In order to achieve the above object, the invention according to claim 1 is an automatic sorting apparatus for automatically sorting the state of an object to be measured, which is an emitting means for emitting slit light. And a moving means that relatively moves the DUT and the slit light so that the slit light continuously moves from one end to the other end with respect to the DUT, and receives the reflected light of the slit light and outputs the slit light. An image pickup means for picking up a reflected slit image on the measured object, and a surface shape of the measured object based on a plurality of slit images from one end to the other end of the measured object imaged by the image pickup means. A shape calculation means for calculating each cross-sectional area; a color calculation means for calculating the color of the surface of the object to be measured based on the color information of the slit image imaged by the imaging means; the shape calculation means and the color For calculation means And a, a determination unit configured to determine acceptability of the object to be measured based on the results obtained I.

According to the first aspect of the present invention, in the automatic sorting apparatus for automatically sorting the objects to be measured according to the grade, the objects to be measured are moved while moving the objects to be measured at a constant speed by, for example, moving means. By irradiating the slit light and imaging the slit light reflected from the measured object, a plurality of slit images from one end to the other end of the measured object can be obtained. The number of slit images is digitally divided, and apparently continuous slit images can be obtained. By subjecting the slit image picked up here to a predetermined process, the object to be measured can be automatically selected.

The surface shape of the object to be measured can be obtained based on the imaged slit image, and the cross-sectional area at each site can be calculated. Further, the color average value of the entire surface of the measured object can be calculated by decomposing the color information obtained from the imaged slit image for each color component.

Therefore, the object to be measured can be automatically and accurately selected based on the surface shape and the color average value calculated based on the slit image.

The invention according to claim 2 is characterized in that the calculating means calculates the surface shape of the object to be measured based on a triangulation method.

According to the second aspect of the invention, an accurate surface shape is calculated by using the triangulation method when calculating the surface shape of the object to be measured based on the slit image formed on the image pickup device. can do.

According to a third aspect of the present invention, at least one pair of the emitting means is provided so that the emitting directions of the slit light emitted from the emitting means are opposed to each other, and the same number of image capturing means as the emitting means are provided. It is characterized in that the volume (sum of cross-sectional areas) of the object to be measured is calculated based on the slit image imaged by the image pickup means.

According to the third aspect of the present invention, at least a pair of emitting means are provided so that the slit light beams face each other, and the same number of image capturing means as the emitting means are provided, so that the slits are slit from both sides of the object to be measured. Light is emitted.
For this reason, the range where the slit light reaches can be set to the entire periphery of the object to be measured, so that a more accurate surface shape can be calculated. Further, by calculating the volume of the object to be measured based on the slit images formed on the plurality of image pickup devices, the accurate size can be calculated, and therefore the object to be measured can be accurately selected. .

[0015]

DESCRIPTION OF THE PREFERRED EMBODIMENTS FIG. 1 shows a schematic configuration diagram of an automatic sorting apparatus 10 according to this embodiment.

The object to be measured 12 according to the present embodiment is as follows.
Is a fruit (apple) as shown in FIG. 1, and when the object to be measured 12 is placed on the belt 28 of the belt conveyor 14 and conveyed to the space 16 of the automatic sorting apparatus 10, An example will be described.

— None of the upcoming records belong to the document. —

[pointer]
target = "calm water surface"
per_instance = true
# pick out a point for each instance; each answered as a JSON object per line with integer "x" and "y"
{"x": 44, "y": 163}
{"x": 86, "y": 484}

As shown in FIG. 1, the object to be measured 12 is placed on a belt conveyor 14 and is moved in the arrow A direction by the conveyance of the belt conveyor 14. The belt conveyor 14 has the configuration shown in FIG. It is composed of a pair of rollers 30A and 30B and a belt 28 wound around the rollers 30A and 30B, and the centers of rotation of the rollers 30A and 30B are held in parallel. When one of the rollers is instructed to rotate by a motor (not shown), the object to be measured 12 mounted on the belt 28 is conveyed at a constant speed. The belt conveyor 14 is arranged so as to pass through the space 16 of the automatic sorting apparatus 10 so that the slit light 32 emitted from the automatic sorting apparatus 10 is irradiated to both sides of the DUT 12.

The inside of the automatic sorting apparatus 10 is protected by a casing 18, and a unit 20A having a light projecting device and a light receiving device is provided in the casing 18.
20B is provided facing each other. Thereby, the emission directions of the slit light 32 are opposed to each other. Further, an emission window 44 for emitting the slit light 32 to the outside
(See FIG. 3) and a light receiving window 46 (see FIG. 3) through which the reflected light of the slit light 16 applied to the DUT 12 is provided on the same surface of the casing 18. This is also provided in pairs on the surfaces facing each other.
Further, the casing 18 is provided with an arithmetic unit 22.

Further, the automatic sorting apparatus 10 is provided with a sensor (not shown), which determines whether or not the object 12 to be measured is present on the belt conveyor 14.

Further, on the upper surface of the casing 18, a switch 24 for instructing the start or stop of the sorting by the automatic sorting apparatus 10 and a liquid crystal display 26 for displaying the sorting result.
Is provided.

Next, the internal structure of the automatic sorting apparatus 10 according to this embodiment will be described with reference to FIG.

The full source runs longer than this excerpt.